Commerce électronique

Question de confiance

d'Lëtzebuerger Land du 15.04.1999

Non, c'est raté. Le Luxembourg ne sera pas le premier pays européen à légiférer sur le commerce à travers des réseaux informatiques tels Internet. L'Allemagne et l'Italie, par exemple, reconnaissent déjà la signature électronique. Au Grand-Duché, le Conseil de gouvernement n'a approuvé le projet de loi sur le commerce électronique que le 10 mars 1999. Et même les plus optimistes ne s'attendent plus à ce que le texte puisse passer la Chambre des députés avant les élections. 

 

Pourtant, le projet de loi sur le commerce électronique compte parmi ces textes législatifs dont on aime se vanter au Grand-Duché: collaboration étroite avec les secteurs économiques concernés et réaction rapide du législateur afin d'avoir cette petite longueur d'avance sur les autres. Dans le cas d'espèce, le rôle de l'Association des banques et banquiers (ABBL) est même allé au delà du simple encouragement du gouvernement à s'engager sur la voie du commerce électronique, puisque le projet de loi repose largement sur un avant-projet rédigé sur demande du lobby des banquiers par André Prüm et son Laboratoire du droit électronique du Centre de recherche public Centre universitaire. 

 

À l'origine du projet se trouvent les discussions sur l'avenir de la place financière en vue de l'introduction de l'euro.
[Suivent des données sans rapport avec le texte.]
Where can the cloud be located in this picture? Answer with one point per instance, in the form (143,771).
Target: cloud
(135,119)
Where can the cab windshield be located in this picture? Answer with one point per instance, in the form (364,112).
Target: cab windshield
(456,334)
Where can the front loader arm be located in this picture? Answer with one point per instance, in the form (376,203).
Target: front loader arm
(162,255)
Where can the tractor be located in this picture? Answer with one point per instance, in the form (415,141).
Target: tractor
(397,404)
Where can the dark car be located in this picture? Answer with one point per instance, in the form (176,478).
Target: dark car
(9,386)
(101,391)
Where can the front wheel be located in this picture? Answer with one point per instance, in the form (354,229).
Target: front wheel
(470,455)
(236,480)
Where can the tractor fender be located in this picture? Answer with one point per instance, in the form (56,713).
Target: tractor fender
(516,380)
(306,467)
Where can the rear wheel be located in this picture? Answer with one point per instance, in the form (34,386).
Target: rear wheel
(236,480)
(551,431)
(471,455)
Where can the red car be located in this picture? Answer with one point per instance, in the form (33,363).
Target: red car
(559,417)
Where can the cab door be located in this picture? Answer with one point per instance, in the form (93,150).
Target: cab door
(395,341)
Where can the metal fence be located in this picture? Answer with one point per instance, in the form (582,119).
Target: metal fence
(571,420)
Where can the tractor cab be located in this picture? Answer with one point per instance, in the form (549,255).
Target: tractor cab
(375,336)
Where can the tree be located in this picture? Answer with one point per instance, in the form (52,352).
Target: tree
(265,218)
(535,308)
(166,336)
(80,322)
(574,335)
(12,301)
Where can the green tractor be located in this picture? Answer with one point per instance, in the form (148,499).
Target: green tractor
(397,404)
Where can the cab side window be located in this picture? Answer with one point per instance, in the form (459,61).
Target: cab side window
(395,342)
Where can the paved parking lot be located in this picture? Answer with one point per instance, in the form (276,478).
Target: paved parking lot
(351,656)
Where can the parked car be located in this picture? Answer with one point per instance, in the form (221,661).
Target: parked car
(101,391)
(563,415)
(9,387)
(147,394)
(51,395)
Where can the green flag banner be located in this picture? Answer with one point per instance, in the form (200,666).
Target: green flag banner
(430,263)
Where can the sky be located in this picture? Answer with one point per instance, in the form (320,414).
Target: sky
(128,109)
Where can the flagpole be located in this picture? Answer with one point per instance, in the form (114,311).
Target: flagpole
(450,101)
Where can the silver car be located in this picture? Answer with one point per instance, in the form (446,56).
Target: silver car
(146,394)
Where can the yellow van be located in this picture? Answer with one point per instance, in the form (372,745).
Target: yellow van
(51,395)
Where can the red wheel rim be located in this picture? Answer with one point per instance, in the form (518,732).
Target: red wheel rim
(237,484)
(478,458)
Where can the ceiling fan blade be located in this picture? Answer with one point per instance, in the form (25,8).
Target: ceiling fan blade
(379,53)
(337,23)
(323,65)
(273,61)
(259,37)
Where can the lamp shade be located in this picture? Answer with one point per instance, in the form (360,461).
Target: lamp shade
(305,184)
Le commerce électronique était alors identifié ­ avec les fonds de pension internationaux ­ comme un secteur de forte croissance dans les années à venir. Au printemps 1997, l'ABBL a donc pris contact avec le ministre de l'Économie, Robert Goebbels, qui donne son accord de parrainer le projet. Les véritables travaux ne commenceront toutefois qu'en automne de la même année. Une première ébauche du texte sera présentée dès mars 1998. Il faudra toutefois encore dix mois avant que les différents conseillers et ministères se soient mis d'accord sur le texte déposé maintenant à la Chambre.

 

Pour les promoteurs du projet, il n'est toutefois pas encore trop tard. «La plupart des pays qui ont déjà légiféré dans ce domaine l'ont fait d'une manière plutôt partielle, avec par exemple la seule signature électronique», estime Thierry Hoeltgen de Deloitte [&] Touche, qui a collaboré avec l'ABBL. « Ce que nous essayons de faire au Luxembourg est avant tout de créer un cadre unique, complet et cohérent pour le commerce électronique.» Si la loi sera votée, comme prévu, en automne 1999, elle comptera d'ailleurs toujours parmi les plus rapides avec une élaboration en quelque deux ans et demi.

 

Le projet de loi ne traite donc pas de la seule signature électronique. Elle n'en reste pas moins une composante clef. Alors que ce type de signature existe déjà ­ au Luxembourg on peut obtenir différents types de certificats auprès de la Chambre de Commerce ­ elle n'a toutefois aucune valeur juridique. Ce que lui donnera la nouvelle loi, une fois en vigueur. Or, plutôt que de créer un droit spécifique qui s'appliquerait aux transactions sur Internet, les auteurs du projet de loi ont préféré adapter la législation existante à la nouvelle technologie. Ceci en modifiant l'ensemble des articles concernés du Code civil. Un contrat signé électroniquement sera donc aussi valable qu'un accord certifié par une signature manuscrite.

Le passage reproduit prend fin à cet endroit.